Cutting Red Tape Could Prove Lucrative for Agencies
To incentivize efficiency, Rep. Tom Latham, R-Iowa, wants to link budgets to improvements in operations.
With agencies engaged in the multi-year process of creating performance-based government, two House members have introduced a bill to import “continuous improvement” practices found in state government and private business and adopt them in Washington.
Rep. Tom Latham, R-Iowa, on July 16 unveiled the Lean and Responsive Government Act to require agencies to adopt steps to “set clear, measurable goals, analytically evaluate overly bureaucratic systems, and reduce Washington red-tape in a sustainable manner,” he said.
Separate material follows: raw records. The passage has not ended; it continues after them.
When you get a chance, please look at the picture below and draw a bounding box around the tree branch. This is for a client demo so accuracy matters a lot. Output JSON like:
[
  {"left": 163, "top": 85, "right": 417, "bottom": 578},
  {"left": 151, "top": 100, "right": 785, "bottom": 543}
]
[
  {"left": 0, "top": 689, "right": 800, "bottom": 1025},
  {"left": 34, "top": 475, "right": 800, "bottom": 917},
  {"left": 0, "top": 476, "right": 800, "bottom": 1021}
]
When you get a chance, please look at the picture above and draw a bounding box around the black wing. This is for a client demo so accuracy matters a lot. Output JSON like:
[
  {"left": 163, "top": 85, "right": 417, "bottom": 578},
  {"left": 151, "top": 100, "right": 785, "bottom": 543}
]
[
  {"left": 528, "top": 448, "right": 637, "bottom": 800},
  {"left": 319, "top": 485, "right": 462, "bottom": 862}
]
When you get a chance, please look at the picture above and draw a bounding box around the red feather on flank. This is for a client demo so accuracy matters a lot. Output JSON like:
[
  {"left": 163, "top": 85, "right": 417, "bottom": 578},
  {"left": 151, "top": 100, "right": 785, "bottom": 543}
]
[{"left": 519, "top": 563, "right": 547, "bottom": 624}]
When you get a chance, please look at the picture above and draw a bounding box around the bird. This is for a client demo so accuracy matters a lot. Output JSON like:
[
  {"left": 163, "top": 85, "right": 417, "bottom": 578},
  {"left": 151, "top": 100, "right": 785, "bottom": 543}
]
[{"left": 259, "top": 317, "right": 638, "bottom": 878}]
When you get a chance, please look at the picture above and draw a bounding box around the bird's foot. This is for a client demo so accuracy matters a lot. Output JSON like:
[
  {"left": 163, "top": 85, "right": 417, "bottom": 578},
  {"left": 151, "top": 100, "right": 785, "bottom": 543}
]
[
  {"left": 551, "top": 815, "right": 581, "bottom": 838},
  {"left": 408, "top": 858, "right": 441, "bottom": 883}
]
What differs from current law is that he would tie “continuous process improvement to the annual congressional budgetary requests for each federal agency.” Each agency’s chief operating officer would implement the continuous improvement techniques and include information on their efforts in an annual report to Congress.
“Embracing this approach empowers departments and agencies,” Latham added, “to take innovative steps to reduce waste in their organizations and apply those resources to other priorities without requiring additional funds.”
Latham’s approach drew backing from Rep. Henry Cuellar, D-Texas, who introduced what became the Government Performance and Results Modernization Act signed by President Obama in 2010. Cuellar said the new bill “further raises the standard that taxpayers expect of the federal government and I will continue working with my colleagues in Congress to ensure a responsive and effective government.”
Promising to save “billions” in avoided waste and duplication, Latham noted that NASA already is using some of the continuous improvement, data-driven techniques. “Unlike any successful company or business, the federal government does not operate under an overarching strategic plan,” he said. “Instead, the government operates under hundreds of individual operating plans for each agency. The result is a vast and chaotic alphabet soup of agencies and programs that often duplicate services and sometimes compete with one another.”
The bill was referred to the House Committee on Oversight and Government Reform.